Conary also preserves local changes in essentially the same way. When, for example, you add a few lines to a configuration file on an installed system, and then a new version of an application is released with changes to that configuration file, Conary can merge the two unless there is a direct conflict (unusual, but possible). If there is a conflict, it is marked as such so that modifications can be applied. Also, if you change something as simple as a file's permissions, those changes will be preserved across upgrades.

A local changeset is a special changeset that represents the changes made on a local system. There are two ways Conary allows you to commit local changesets: committing a local changeset to a repository, and distributing the changeset to individual systems. The first is better for systems with entirely centralized management policies, and the latter for individual systems that are expected to autonomously update themselves asynchronously.

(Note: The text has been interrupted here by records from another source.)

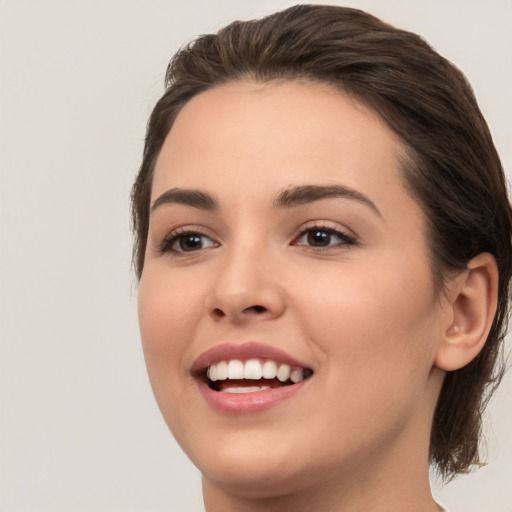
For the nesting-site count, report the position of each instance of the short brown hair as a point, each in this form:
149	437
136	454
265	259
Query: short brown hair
453	169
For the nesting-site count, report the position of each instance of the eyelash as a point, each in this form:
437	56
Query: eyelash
168	243
345	240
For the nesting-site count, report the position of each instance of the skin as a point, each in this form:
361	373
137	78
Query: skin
364	316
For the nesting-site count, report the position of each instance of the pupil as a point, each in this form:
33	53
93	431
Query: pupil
319	238
190	242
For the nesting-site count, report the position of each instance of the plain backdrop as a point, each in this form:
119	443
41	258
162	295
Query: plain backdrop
79	428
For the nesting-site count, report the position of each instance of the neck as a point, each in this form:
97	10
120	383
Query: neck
401	490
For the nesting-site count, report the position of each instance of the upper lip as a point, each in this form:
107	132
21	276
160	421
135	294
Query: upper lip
243	352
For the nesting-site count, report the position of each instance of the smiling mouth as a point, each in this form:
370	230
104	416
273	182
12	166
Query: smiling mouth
253	375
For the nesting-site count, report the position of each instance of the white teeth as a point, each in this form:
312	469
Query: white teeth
283	373
212	372
222	370
269	370
253	369
248	389
235	369
297	375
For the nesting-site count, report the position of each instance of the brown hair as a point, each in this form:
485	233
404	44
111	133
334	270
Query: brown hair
452	169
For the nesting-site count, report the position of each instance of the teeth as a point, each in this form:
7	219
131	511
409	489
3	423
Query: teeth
248	389
222	370
283	373
269	370
253	369
297	375
235	369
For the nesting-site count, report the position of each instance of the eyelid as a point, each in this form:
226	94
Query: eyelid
346	236
166	243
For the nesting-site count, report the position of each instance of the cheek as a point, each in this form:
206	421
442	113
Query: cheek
168	313
371	321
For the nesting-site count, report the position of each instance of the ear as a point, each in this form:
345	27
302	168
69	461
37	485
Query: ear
473	298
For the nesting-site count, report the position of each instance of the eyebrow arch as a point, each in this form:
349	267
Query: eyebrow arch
304	194
189	197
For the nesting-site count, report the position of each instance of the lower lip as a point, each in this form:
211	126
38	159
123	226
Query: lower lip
248	403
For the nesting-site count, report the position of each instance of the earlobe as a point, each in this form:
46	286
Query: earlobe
473	307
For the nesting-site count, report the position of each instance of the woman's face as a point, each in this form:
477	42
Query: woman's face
281	235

Changesets represent a sane approach to preserving changes to a system while ensuring system integrity and limiting resources used to make such changes. System customization and maintenance are no longer an obstacle with Conary.

Summary

Conary is a powerful new software management system. rPath has applied lessons taught by the drawbacks of traditional packaging applications to create a software management system that puts the customization of a system first. While it is easy to describe Conary as a cross between packaging and source control applications, it is in fact a very powerful provisioning system. From the power of tracking upstream releases with shadows, to the security and low-overhead of changesets, all within a database-driven repository, Conary has redrawn the playing field for Linux Operating System management and customization.